Too much Merlot is mediocre these days

We wouldn't normally have Merlot for our anniversary, but this is special. Our column is 10 years old this week, and since the very first wine we wrote about was American Merlot, it seemed like a good idea to revisit it. Or at least it seemed like a good idea at the time.

In 1998, Merlot was hot. Americans were increasingly turning to red wine, often because of its widely reported health benefits, and they found they liked the smooth, supple and easy tastes of Merlot. Sales of California Merlot increased 12-fold between 1990 and 1998. By 2000, Merlot surpassed Cabernet Sauvignon as America's favorite California red.

But bad things were happening to Merlot. It was getting sweet, simple and alcoholic. We rarely found Merlot under $20 that we really liked and while we found a big quality difference above $20, with far more wines to enjoy above that line, we still cautioned that the Merlot aisle could be a dangerous place at any price point. It was clear to us that vintners were killing the golden goose and, indeed, in 2006 Merlot fell back behind Cabernet in the hearts and sales of America, according to figures from Impact Databank.

The last broad blind tasting we conducted of midrange American Merlot -- wines that cost from $20 to $50 -- was three years ago. It was clearly time to revisit them. We bought more than 50 from store shelves. We focused on the 2004 and 2005 vintages, because those are the ones you are most likely to see. Most of the wines, which came from California and Washington, are well-known names, but we also included some small-production wines that we happened to run across. As always, we were not looking for "America's best midrange Merlot," but were trying to get a sense of the current state of the wine.

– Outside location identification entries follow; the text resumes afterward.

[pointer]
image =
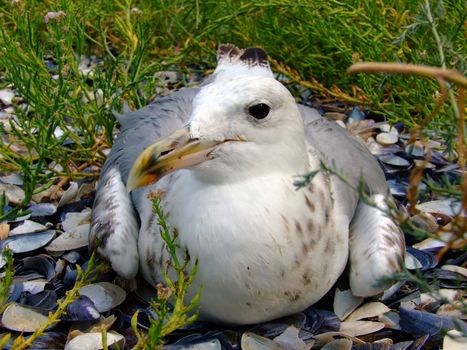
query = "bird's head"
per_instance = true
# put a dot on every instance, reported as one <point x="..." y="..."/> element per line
<point x="241" y="125"/>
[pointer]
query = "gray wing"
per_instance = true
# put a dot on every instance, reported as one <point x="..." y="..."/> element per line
<point x="338" y="148"/>
<point x="115" y="223"/>
<point x="376" y="242"/>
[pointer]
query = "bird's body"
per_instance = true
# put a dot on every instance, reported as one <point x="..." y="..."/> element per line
<point x="264" y="248"/>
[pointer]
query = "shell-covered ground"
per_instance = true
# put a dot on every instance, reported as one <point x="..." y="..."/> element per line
<point x="424" y="308"/>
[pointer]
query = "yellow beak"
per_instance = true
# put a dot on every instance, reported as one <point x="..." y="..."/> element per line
<point x="174" y="152"/>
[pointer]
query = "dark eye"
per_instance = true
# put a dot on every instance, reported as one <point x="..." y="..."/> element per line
<point x="259" y="111"/>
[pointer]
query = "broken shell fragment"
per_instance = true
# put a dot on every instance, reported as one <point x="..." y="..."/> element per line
<point x="78" y="238"/>
<point x="29" y="241"/>
<point x="22" y="319"/>
<point x="368" y="310"/>
<point x="104" y="295"/>
<point x="93" y="341"/>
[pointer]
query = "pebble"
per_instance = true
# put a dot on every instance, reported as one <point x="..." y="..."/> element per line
<point x="6" y="96"/>
<point x="387" y="138"/>
<point x="15" y="194"/>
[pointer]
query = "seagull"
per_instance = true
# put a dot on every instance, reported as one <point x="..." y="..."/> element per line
<point x="226" y="155"/>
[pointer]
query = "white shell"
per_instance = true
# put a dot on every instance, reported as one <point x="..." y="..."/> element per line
<point x="448" y="207"/>
<point x="28" y="226"/>
<point x="72" y="220"/>
<point x="6" y="96"/>
<point x="69" y="195"/>
<point x="368" y="310"/>
<point x="104" y="295"/>
<point x="387" y="138"/>
<point x="22" y="319"/>
<point x="251" y="341"/>
<point x="93" y="341"/>
<point x="78" y="238"/>
<point x="345" y="302"/>
<point x="338" y="344"/>
<point x="290" y="339"/>
<point x="357" y="328"/>
<point x="14" y="193"/>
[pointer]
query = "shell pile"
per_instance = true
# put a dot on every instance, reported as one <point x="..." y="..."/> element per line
<point x="50" y="242"/>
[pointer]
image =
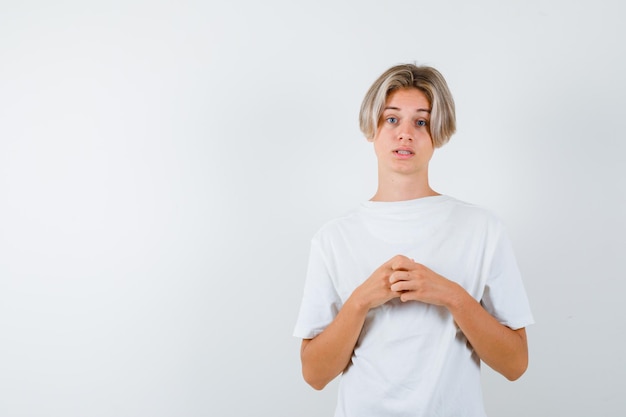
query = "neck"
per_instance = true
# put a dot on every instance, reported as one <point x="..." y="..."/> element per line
<point x="402" y="188"/>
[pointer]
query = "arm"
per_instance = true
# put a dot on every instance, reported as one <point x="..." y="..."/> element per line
<point x="503" y="349"/>
<point x="328" y="354"/>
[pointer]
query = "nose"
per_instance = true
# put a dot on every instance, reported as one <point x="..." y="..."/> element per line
<point x="405" y="131"/>
<point x="405" y="134"/>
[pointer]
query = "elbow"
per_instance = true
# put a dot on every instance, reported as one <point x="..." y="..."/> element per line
<point x="313" y="380"/>
<point x="515" y="372"/>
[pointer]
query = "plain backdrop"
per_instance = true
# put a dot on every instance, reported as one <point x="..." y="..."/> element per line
<point x="164" y="164"/>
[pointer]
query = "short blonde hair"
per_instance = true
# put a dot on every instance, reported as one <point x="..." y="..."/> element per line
<point x="426" y="79"/>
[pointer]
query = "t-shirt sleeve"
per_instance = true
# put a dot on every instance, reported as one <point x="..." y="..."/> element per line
<point x="320" y="302"/>
<point x="504" y="296"/>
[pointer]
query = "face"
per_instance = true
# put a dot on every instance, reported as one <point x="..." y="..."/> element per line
<point x="402" y="143"/>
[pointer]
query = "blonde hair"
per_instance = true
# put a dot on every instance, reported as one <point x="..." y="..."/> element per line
<point x="426" y="79"/>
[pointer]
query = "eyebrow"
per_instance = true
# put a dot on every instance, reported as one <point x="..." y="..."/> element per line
<point x="398" y="108"/>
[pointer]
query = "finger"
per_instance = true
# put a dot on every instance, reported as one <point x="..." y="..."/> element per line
<point x="398" y="276"/>
<point x="401" y="263"/>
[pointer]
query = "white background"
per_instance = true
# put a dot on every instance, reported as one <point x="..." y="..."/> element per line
<point x="164" y="164"/>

We couldn't help but notice that the Merlot price gulf is growing. With competition in this part of the market quite keen -- everyone makes Merlot these days, but fewer people are drinking it -- there are loads of Merlots available for less than $20. Many of the best Merlots, meantime, have risen above $50. Our long-time favorite, Paloma, for instance, is around $65 and our best-of-tasting last time, Duckhorn, has crept up beyond $50. Still, we had no problem getting plenty of wines for a blind tasting.

We were not pleased. The wines were generally leaden, clumsy, hard to drink, charmless, alcoholic and uninteresting. After our first flight, we wrote of one common characteristic: "Oak for oak's sake, an overlay of it, not integrated. Like someone put a drop of oak into the wine and it's floating on top." Yech. After the second flight, in which the wines had a remarkably consistent blahness, we wrote: "It's like they've made mediocre Merlot into an art form."

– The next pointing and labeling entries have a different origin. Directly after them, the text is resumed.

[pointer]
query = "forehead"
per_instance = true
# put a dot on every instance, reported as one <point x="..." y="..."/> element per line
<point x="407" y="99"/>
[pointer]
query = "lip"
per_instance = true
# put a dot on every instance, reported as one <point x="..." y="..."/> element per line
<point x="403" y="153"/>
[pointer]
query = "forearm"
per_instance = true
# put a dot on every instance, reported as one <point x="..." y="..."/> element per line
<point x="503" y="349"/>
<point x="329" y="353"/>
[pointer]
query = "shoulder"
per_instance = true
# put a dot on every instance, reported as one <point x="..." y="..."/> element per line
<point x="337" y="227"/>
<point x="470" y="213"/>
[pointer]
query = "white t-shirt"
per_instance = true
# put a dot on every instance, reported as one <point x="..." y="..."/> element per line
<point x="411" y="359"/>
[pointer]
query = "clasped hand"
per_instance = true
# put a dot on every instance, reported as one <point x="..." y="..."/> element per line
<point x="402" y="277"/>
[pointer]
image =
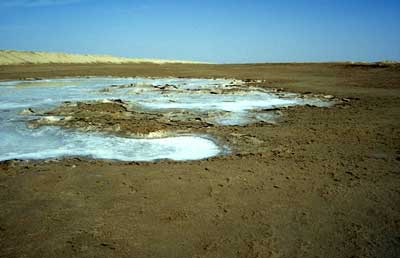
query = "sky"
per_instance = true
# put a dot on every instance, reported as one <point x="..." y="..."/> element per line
<point x="218" y="31"/>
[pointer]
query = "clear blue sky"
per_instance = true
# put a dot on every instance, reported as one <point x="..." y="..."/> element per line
<point x="207" y="30"/>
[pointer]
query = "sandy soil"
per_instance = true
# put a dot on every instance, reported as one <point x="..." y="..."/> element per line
<point x="323" y="182"/>
<point x="13" y="57"/>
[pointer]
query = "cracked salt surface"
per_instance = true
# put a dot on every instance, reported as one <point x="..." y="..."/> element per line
<point x="17" y="141"/>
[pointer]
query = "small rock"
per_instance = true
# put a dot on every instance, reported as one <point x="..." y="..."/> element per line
<point x="27" y="111"/>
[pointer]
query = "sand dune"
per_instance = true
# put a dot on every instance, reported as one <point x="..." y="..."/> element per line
<point x="13" y="57"/>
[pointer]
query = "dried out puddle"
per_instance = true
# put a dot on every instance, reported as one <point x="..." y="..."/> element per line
<point x="217" y="102"/>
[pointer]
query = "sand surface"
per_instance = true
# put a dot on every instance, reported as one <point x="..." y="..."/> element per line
<point x="13" y="57"/>
<point x="323" y="182"/>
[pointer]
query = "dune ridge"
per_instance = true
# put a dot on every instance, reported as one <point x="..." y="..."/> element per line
<point x="14" y="57"/>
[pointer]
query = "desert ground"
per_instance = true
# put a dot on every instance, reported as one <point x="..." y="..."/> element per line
<point x="322" y="182"/>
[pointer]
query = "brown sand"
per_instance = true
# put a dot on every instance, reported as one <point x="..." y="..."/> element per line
<point x="321" y="183"/>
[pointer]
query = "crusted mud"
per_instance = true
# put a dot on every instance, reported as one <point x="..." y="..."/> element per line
<point x="320" y="182"/>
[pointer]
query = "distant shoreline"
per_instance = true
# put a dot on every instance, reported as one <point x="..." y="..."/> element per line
<point x="14" y="57"/>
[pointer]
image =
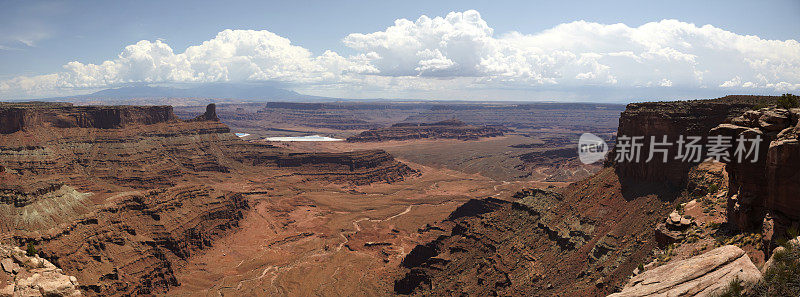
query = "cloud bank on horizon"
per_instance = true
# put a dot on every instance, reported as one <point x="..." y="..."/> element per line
<point x="459" y="51"/>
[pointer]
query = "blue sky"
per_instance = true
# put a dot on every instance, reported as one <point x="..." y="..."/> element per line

We were well into our tasting before we finally had a wine that rated Very Good. "Tight blueberry, blackberry fruit. Dark, minerally and dry. Tight and classy. Young. Lots of mouth-coating chocolate." This was a wine that reminded us that Merlot is noble, one of the world's great grapes, the grape of world-class wines like Chateau Petrus, a key ingredient in many of the world's most-famous reds. When we unbagged the wines, we were surprised to discover that this was Kendall-Jackson "Grand Reserve" 2004, which cost $21.99. K-J helped stoke America's thirst for wine with its approachable and reasonably priced varietals and for that we and all wine-lovers should be grateful. But we wouldn't have guessed this giant winery would have done so well against so many wineries with far smaller production and more highly regarded reputations, including so many names that make us smile.

Deep into the tasting, we finally had a second wine that rated Very Good. "Fresh, clean and crisp, with good balance, good acidity, ample fruit and earth," we wrote. This turned out to be ...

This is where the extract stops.